Nunca más me sentí solo. Nunca más pensé en mi divorcio como algo lamentable. Tenía la vida que quería porque estaba libre. Podía ir a donde quisiera. Dejé de pensar en la mujer que me abandonó, a la vuelta de dos años. Dejé de pensar en su ropa interior algodonosa. Dejé de comprar la perfidia de su perfume. Dejé de frecuentar los bares contaminados de pelos artificiales. Dejé de visitar a La Mandona, porque entendí que nunca sería verdaderamente libre mientras ella pagara mis almuerzos. Comprendí en parte por qué Papá nunca volvió a rogarle que volvieran, y comprendí que yo tampoco debía ir en busca de mi ex esposa cuando me enteré de que el muchacho con quien se había juntado, la abandonó por una cajera más joven del mismo banco. Ella entonces me llamó para contarme. Estaba embarazada. Iba a abortar. Me pidió perdón y colgó. Curioso que la gente pida perdón cuando ya no es culpable de nada.

El perro me acompañó dos años, hasta que cometí el error de llevarlo conmigo a desvarar el carro de un cliente que se quedó sin gasolina en la autopista. El varado estaba en la cuarta curva. El perro debió reconocer que ese era el mismo lugar de su primer abandono, y se puso inquieto. Gimió, gruñó, ladró, mirándome, interrogador. Cuando abrí la puerta, saltó del carro y empezó a correr por la autopista, aterrorizado por el ruido de los camiones de carga. Pasó los primeros dos carriles eludiendo el tráfico en un sentido, pero entonces entró en el tercero y no vio el bus que venía a toda velocidad por el cuarto carril de la autopista. Recuerdo que salté también a la autopista y corrí hacia el perro agitando los brazos para que el conductor del bus me viera y lograra activar los frenos.

Lo que vino después se repite en mis sueños siempre, aunque han pasado años, con la misma sensación de impotencia: atravieso en mis sueños los carriles de la autopista sin fijarme en los carros que tratan de esquivarme. Veo que el bus de pasajeros se va haciendo más grande hasta que el animal desaparece bajo sus ruedas. Oigo un golpe. Un aullido lastimoso. El bus se detiene cien metros más adelante.

El perro era un bulto en medio de la carretera. No se movía. Tenía los ojos apretados y la punta de la lengua sobresalía del hocico. Me quité la camisa para envolver su cuerpo descoyuntado.
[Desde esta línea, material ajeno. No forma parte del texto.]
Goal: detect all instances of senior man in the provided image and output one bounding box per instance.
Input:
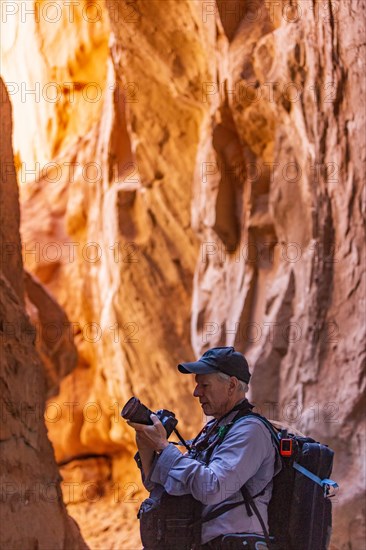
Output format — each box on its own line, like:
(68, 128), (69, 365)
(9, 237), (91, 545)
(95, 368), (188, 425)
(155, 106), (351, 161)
(129, 347), (280, 550)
Pero noté, con sorpresa, que solo había una mancha de sangre en la comisura: no había heridas externas ni huesos que hayan roto su cuero negro de piel brillante. Murió de un solo golpe. Tal vez de forma instantánea, sin dolor. Esta conjetura, es al menos mi único consuelo.

Dejé la camisa tirada en el pavimento. Alcé su cuerpo pesado y lo anclé en mis hombros como si fuera un niño de paseo en los omoplatos del padre. La sangre que salía de su hocico chorreaba por mi pecho y espalda. Lo llevé por el separador de carriles de las dos autopistas los cien metros que nos separaban del tanque de guerra. El tráfico se había detenido. El chofer del bus y los pasajeros estaban en la orilla y me miraban caminar. Unos obreros que trabajaban en las cunetas de la vía se quedaron mirándome. Uno de aquellos hombres tenía cara de japonés. La caravana de furgones se detuvo para dejarme atravesar su carril. El chofer del bus se alejó de los pasajeros y vino corriendo para hablarme.

–Fue un accidente, señor: el perro atravesó la carretera y, a la velocidad que traía, ya no pude hacer nada. Usted es testigo. Ellos son testigos. Hay gente que deja abandonados a los perros en las autopistas para que los carros los atropellen.

–Comprendo. No se preocupe –le dije– fue un accidente.

–¿Y por qué se arriesgó así a pasar la autopista?

Encendí el motor y aceleré.

El chofer del bus se quedó mirando el Land Rover con una mano sobre la frente para protegerse del sol.

Es lo último que vi por el espejo retrovisor.